Source: MIL-OSI Submissions
Source: Health Quality and Safety Commission
On International Women’s Day, the Health Quality & Safety Commission (the Commission) is highlighting the importance of having wāhine Māori and Pacific women in leadership positions to improve the quality, safety and equity of the health system.
Stephanie Turner, director Māori health outcomes at the Commission, highlights the current lack of wāhine Māori and Pacific women in decision-making positions and the impact of this on quality and safety.
‘The health system privileges Western knowledge systems and norms. These have a direct link to the unacceptable health inequities we see for Māori and Pacific communities.
‘It is up to all of us to understand and address this, so more wāhine Māori and Pacific women are at every decision-making table. It’s important for those who have experienced the direct and daily impacts, stress and loss caused by inequities to design health care systems and models to improve outcomes.’
Building sector leadership and capability is central to the Commission’s improvement work. Its improving leadership and capability programme highlights the connection between having a diverse, capable workforce and better patient care and outcomes.

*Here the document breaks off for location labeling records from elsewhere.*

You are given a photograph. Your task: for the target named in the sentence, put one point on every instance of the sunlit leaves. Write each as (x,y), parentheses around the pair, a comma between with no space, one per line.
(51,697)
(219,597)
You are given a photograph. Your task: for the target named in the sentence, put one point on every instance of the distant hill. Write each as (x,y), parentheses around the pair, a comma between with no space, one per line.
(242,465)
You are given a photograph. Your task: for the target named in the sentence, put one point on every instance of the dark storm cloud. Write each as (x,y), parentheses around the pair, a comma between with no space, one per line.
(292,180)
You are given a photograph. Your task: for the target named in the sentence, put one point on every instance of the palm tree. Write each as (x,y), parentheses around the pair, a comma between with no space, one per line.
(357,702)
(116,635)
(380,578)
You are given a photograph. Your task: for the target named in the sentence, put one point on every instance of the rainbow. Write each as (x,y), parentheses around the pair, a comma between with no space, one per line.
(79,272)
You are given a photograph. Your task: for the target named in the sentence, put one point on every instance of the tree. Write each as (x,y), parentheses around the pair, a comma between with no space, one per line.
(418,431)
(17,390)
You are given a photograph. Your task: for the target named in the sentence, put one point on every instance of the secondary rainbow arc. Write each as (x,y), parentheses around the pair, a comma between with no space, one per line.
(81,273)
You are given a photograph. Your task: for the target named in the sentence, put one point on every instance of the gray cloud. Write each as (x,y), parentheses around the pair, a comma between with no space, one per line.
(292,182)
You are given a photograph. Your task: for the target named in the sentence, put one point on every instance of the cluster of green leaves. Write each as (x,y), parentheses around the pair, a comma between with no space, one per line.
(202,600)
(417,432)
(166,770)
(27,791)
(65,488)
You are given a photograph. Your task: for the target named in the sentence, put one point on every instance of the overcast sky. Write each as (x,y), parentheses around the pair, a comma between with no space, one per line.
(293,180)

The programme emphasises that quality and safety are top priorities for building a more responsive, equitable health care system. Together with patients and their whānau, a capable workforce with diverse leadership can apply their collective knowledge and skills to meeting the needs of patients.
Stephanie Turner says the quality and safety of health services for all New Zealanders can only improve with more wāhine Māori and Pacific women in leadership positions.
‘Models of care that are closely connected into and with communities would be the norm, as would commissioning and funding models that enable Māori and Pacific whānau and consumers to design services in settings that work for them. Mātauranga [Māori knowledge] solutions in health systems, services and practices would be enabled.
‘It is not about employing one or two wāhine Māori and Pacific women into leadership positions,’ she says, ‘but about redressing the balance so there is an impact on organisational culture and an improvement in the overall quality and safety of our health system.’